I'm a robotics engineer (in the making).
I did Fine Arts at uni, and 4 years ago I decided to do more with my life than just work long hours at the support desk.
My goals were to improve my English and to learn more about electronics, programming and home automation. I started to learn online after work. Every new thing I'd learned, I would write about on my web site. Soon after, I noticed people read what I share online.
After 4 years I felt confident enough to use that knowledge to apply for new jobs. I literally sent a CV with the link to my work online and a reference that I'm able to hold a steady job. I got hired by Labman Automation and I have been playing catch ever since.

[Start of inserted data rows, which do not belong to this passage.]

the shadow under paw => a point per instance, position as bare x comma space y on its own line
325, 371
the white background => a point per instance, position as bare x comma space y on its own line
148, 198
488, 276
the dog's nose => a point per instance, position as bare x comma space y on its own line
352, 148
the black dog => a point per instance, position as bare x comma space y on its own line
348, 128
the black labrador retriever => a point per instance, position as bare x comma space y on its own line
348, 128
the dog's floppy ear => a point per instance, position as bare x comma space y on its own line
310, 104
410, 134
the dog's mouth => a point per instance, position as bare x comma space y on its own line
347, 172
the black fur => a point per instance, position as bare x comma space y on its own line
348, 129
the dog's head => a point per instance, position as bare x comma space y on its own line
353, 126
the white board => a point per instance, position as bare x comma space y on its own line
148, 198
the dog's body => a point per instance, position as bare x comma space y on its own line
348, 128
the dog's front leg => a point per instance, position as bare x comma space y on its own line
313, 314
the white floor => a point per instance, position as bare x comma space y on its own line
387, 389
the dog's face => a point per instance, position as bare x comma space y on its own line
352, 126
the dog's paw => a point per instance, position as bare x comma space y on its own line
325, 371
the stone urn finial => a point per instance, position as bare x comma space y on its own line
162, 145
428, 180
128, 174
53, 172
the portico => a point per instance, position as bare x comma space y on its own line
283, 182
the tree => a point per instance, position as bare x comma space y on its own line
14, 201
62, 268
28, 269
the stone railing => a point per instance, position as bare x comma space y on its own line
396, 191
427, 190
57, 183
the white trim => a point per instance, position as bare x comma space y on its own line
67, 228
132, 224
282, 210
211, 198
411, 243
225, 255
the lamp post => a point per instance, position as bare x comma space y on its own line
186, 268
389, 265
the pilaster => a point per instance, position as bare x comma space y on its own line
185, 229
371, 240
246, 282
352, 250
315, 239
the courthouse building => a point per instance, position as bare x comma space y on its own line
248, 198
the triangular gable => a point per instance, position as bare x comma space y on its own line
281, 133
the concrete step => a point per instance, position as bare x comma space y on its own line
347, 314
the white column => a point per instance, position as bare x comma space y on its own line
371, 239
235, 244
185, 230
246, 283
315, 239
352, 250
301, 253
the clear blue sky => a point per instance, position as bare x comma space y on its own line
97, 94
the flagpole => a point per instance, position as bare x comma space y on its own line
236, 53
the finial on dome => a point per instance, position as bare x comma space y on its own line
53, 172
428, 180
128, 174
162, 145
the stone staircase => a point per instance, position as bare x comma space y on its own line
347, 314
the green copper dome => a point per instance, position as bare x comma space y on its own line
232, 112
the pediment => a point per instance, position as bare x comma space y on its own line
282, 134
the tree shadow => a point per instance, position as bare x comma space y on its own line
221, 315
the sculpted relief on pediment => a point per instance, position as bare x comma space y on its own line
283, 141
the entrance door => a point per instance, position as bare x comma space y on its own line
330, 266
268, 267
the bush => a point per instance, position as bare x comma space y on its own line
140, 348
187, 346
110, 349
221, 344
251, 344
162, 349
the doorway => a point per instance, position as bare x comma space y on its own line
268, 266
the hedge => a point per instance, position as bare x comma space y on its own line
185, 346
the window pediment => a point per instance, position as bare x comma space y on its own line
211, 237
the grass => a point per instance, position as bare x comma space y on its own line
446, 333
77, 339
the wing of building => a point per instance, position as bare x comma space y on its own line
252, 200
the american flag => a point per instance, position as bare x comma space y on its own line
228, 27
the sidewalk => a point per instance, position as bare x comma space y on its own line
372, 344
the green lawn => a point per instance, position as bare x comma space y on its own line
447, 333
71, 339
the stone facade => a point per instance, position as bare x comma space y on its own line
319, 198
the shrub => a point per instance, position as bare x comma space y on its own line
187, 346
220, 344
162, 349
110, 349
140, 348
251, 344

Joining a company that builds bespoke automation was a dream come true, but also a dive into a deep end. In the first months, I worked on a Covid Sample Reformatter, and even though my contribution was minuscule, I felt like I'm doing something important. Every day, I'm asked to bring my best game to the table. I'd learn robotics at home using small servos, then try to put that practice to work and synchronize pneumatic systems and expensive robotics arms at work.
My desk reflects this journey. What started as a simple IKEA desk got chopped to pieces and upcycled into built by me Desk 1.0 with embedded ports, breadboard for prototyping, graphical tablet and more space to work on (or to make more creative mess on). As I'm running out of space again, I'm working on Desk 2.0. With a bigger working space, an embedded power supply and charging ports and hopefully space for more advanced equipment to dive into electronics more.
My next big personal project is a Zigbee based automation node that brings the most desired sensors in one device to automate your home space. My professional dream is to stop playing catch and start leading projects of my own. I hope to inspire others to pursue their dreams, as it's never too late.